Con una decisa impennata numerica (e repertorio e tracciati ben più eccentrici rispetto al ceppo jazzistico), eccoci ai diciotto elementi coinvolti da Mauro Ottolini (foto sopra) in Musica per una società senza pensieri vol. 1 (Parco della Musica; secondo volume a luglio), nuovo, godibilissimo lavoro dei suoi Sousaphonix. Nata dalla foto di una banda del 1921, l’idea del disco è così riassunta da Ottolini, strumenti vari e voce, e dalla cantante Vanessa Tagliabue York, compagni anche nella vita: “Abbiamo immaginato che questa banda, nel suo lungo viaggio, avesse incontrato Duke Ellington e la sua orchestra, la grande cantante egiziana Oum Kalthoum, la voce intensa della diva portoghese Amalia Rodriguez, il grande compositore giapponese Yamada Kosaku, oppure potrebbe essersi spinta fino al cuore della Giungla Blu dell'imperatore Cha Ku per conoscere le misteriose note e i magici effetti della danza tribale chiamata Chubanga. Nella nostra fantasia, l'abbiamo vista sfilare per le vie di Haiti e accompagnare le voci di centinaia di bambini e vagare per le valli, tornando a casa, per poi unirsi alle voci maschili di un coro di montagna. Chissà che non sia stata fonte di interesse per grandi compositori all'avanguardia nella ricerca musicale del Novecento, come Dimitri Shostakovich, o Igor Stravinsky (e) Luciano Berio”.
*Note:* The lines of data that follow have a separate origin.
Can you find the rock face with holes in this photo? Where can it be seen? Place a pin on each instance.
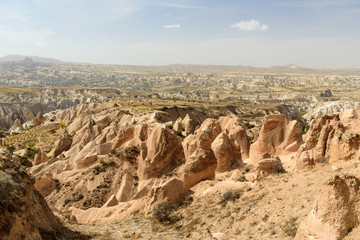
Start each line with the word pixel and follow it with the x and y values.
pixel 331 138
pixel 268 165
pixel 63 144
pixel 277 136
pixel 24 212
pixel 216 146
pixel 336 212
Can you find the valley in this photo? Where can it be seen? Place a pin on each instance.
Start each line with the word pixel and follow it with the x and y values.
pixel 179 152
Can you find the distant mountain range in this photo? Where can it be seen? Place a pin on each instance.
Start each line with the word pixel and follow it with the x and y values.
pixel 17 58
pixel 197 67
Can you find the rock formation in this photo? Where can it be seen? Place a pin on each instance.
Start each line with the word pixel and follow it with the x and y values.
pixel 24 212
pixel 216 146
pixel 277 136
pixel 336 212
pixel 331 138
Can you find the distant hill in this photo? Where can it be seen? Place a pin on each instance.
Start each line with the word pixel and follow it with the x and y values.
pixel 16 58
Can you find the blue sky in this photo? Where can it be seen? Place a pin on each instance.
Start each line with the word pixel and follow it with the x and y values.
pixel 308 33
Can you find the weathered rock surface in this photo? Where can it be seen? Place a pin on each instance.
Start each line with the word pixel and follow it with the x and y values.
pixel 40 157
pixel 331 138
pixel 336 212
pixel 277 136
pixel 215 146
pixel 63 144
pixel 24 212
pixel 268 165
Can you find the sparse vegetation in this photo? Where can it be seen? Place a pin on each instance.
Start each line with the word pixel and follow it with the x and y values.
pixel 62 124
pixel 289 227
pixel 230 195
pixel 7 189
pixel 162 213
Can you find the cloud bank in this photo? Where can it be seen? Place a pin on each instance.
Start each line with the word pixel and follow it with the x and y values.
pixel 172 26
pixel 251 25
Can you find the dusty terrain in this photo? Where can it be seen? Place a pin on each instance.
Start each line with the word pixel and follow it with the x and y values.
pixel 262 161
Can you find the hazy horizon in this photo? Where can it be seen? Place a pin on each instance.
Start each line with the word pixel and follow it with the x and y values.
pixel 310 34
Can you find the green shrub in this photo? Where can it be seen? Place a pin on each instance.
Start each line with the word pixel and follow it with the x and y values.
pixel 31 144
pixel 179 134
pixel 230 195
pixel 162 213
pixel 7 188
pixel 25 161
pixel 289 227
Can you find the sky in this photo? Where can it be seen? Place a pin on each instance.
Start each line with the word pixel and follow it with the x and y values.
pixel 260 33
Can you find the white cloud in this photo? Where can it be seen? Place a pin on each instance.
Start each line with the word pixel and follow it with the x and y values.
pixel 250 25
pixel 172 26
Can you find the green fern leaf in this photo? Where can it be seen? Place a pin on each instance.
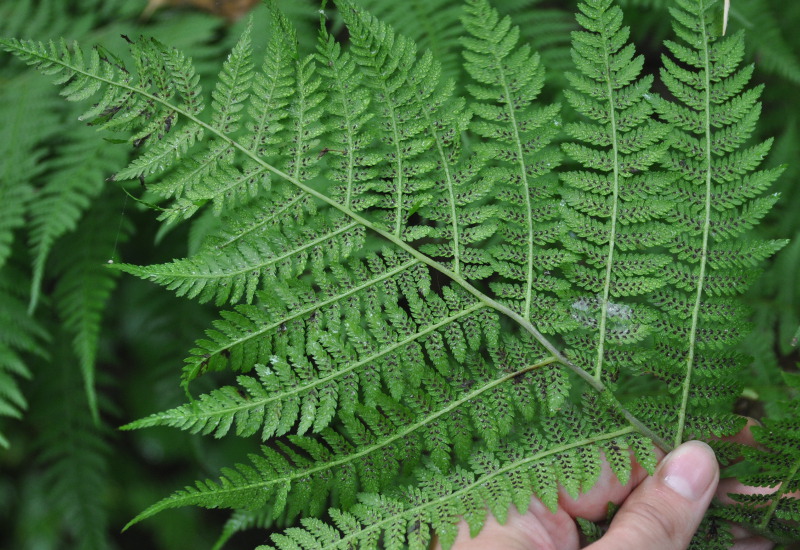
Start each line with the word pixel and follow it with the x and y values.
pixel 507 80
pixel 711 117
pixel 19 335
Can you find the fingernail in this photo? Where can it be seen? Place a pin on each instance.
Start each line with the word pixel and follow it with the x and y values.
pixel 689 470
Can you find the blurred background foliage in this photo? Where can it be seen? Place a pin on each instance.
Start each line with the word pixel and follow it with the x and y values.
pixel 83 351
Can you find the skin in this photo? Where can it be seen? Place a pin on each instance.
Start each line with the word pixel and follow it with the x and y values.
pixel 661 512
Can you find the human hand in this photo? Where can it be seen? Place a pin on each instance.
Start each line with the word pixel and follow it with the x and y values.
pixel 661 512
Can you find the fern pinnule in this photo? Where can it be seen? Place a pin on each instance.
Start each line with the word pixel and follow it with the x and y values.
pixel 27 118
pixel 350 131
pixel 507 79
pixel 388 61
pixel 237 274
pixel 775 513
pixel 74 180
pixel 711 114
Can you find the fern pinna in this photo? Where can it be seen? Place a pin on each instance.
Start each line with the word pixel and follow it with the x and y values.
pixel 393 256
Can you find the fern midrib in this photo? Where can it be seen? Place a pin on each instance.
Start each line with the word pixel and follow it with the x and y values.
pixel 300 120
pixel 351 144
pixel 523 170
pixel 261 121
pixel 274 259
pixel 415 511
pixel 352 366
pixel 268 219
pixel 395 239
pixel 240 177
pixel 598 371
pixel 301 312
pixel 390 110
pixel 450 192
pixel 706 232
pixel 300 474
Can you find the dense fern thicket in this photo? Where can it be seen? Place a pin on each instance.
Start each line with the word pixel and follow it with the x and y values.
pixel 422 259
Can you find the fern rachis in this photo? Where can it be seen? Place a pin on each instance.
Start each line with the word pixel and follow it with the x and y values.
pixel 366 320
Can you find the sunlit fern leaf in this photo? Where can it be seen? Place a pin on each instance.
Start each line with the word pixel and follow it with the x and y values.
pixel 378 441
pixel 712 113
pixel 336 359
pixel 432 24
pixel 394 75
pixel 237 274
pixel 318 357
pixel 547 29
pixel 553 455
pixel 351 133
pixel 507 79
pixel 617 143
pixel 74 179
pixel 461 220
pixel 244 338
pixel 243 520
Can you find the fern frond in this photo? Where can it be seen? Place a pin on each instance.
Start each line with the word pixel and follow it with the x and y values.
pixel 508 78
pixel 19 334
pixel 237 274
pixel 85 284
pixel 72 456
pixel 394 77
pixel 73 181
pixel 433 419
pixel 342 356
pixel 617 141
pixel 433 25
pixel 555 451
pixel 777 462
pixel 27 118
pixel 712 115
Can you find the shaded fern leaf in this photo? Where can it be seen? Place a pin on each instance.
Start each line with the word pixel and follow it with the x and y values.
pixel 74 179
pixel 712 115
pixel 73 455
pixel 27 118
pixel 20 336
pixel 85 284
pixel 507 79
pixel 615 194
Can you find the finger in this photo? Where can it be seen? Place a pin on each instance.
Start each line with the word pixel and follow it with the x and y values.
pixel 665 510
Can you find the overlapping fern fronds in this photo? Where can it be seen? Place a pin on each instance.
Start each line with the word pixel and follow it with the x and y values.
pixel 392 255
pixel 775 512
pixel 612 206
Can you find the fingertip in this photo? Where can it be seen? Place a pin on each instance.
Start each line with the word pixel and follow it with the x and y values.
pixel 690 470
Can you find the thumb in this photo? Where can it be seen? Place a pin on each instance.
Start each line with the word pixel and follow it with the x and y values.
pixel 665 510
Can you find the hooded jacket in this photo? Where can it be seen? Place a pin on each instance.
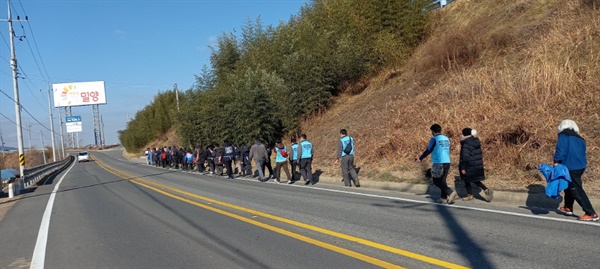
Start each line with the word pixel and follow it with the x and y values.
pixel 570 150
pixel 471 159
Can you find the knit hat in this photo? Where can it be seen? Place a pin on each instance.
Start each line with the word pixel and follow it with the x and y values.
pixel 568 124
pixel 467 132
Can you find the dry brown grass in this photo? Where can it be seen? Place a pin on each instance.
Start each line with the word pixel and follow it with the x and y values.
pixel 510 69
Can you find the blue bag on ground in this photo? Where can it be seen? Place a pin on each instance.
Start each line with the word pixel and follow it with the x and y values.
pixel 558 179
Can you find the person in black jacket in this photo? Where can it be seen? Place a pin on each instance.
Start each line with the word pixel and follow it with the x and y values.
pixel 245 161
pixel 227 158
pixel 471 164
pixel 200 159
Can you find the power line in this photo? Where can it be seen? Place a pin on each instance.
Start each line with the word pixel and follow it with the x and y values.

C’è un po’ tutto questo, nel disco, che potete dunque immaginare quale ricchezza di ascolto possa offrire. C’è anche un po’ di Capossela (con cui Ottolini ha suonato a lungo), commistioni fra etno e funky, grassa danzabilità e sinuoso enchantement, testi in dodici lingue, solisti di vaglia (Vasi, Botti, Kinzelman, Terragnoli, Gallo, De Rossi, ecc.), grande arguzia (nonché astuzia) e grandi doti d’impaginazione, con tanti stili che si accavallano e quindi, in definitiva, si annullano, però conservando ognuno le proprie fragranze. Grande disco e grande appagamento uditivo, l’avrete capito.

Spingendoci ancora un po’ oltre in quanto a jazz-eccentricità, eccoci infine all’ultimo album della Banda di Piazza Caricamento (dodici elementi – vedi foto qui sopra - più tredici ospiti, fra cui Antonella Ruggiero) dal titolo, quanto mai emblematico, Il sesto continente (Felmay). Vi converge un’eteroprovenienza geografica fisiologicamente ben più larga di Sousaphonix (cinque i continenti rappresentati, a generarne appunto un sesto), su materiale quasi tutto originale della coppia Adrianopoli/Ferrari. Prevale il song, e di jazzistico non c’è praticamente nulla (ma il nostro non è in effetti un arcipelago?), se non vogliamo considerare tali i profumi afro che inevitabilmente ritroviamo in diversi momenti (tipo Amawabode e Gnawa Genes) del disco. Che forse, rispetto a precedenti lavori dell'ensemble genovese, sembra sposare una maggiore leggerezza.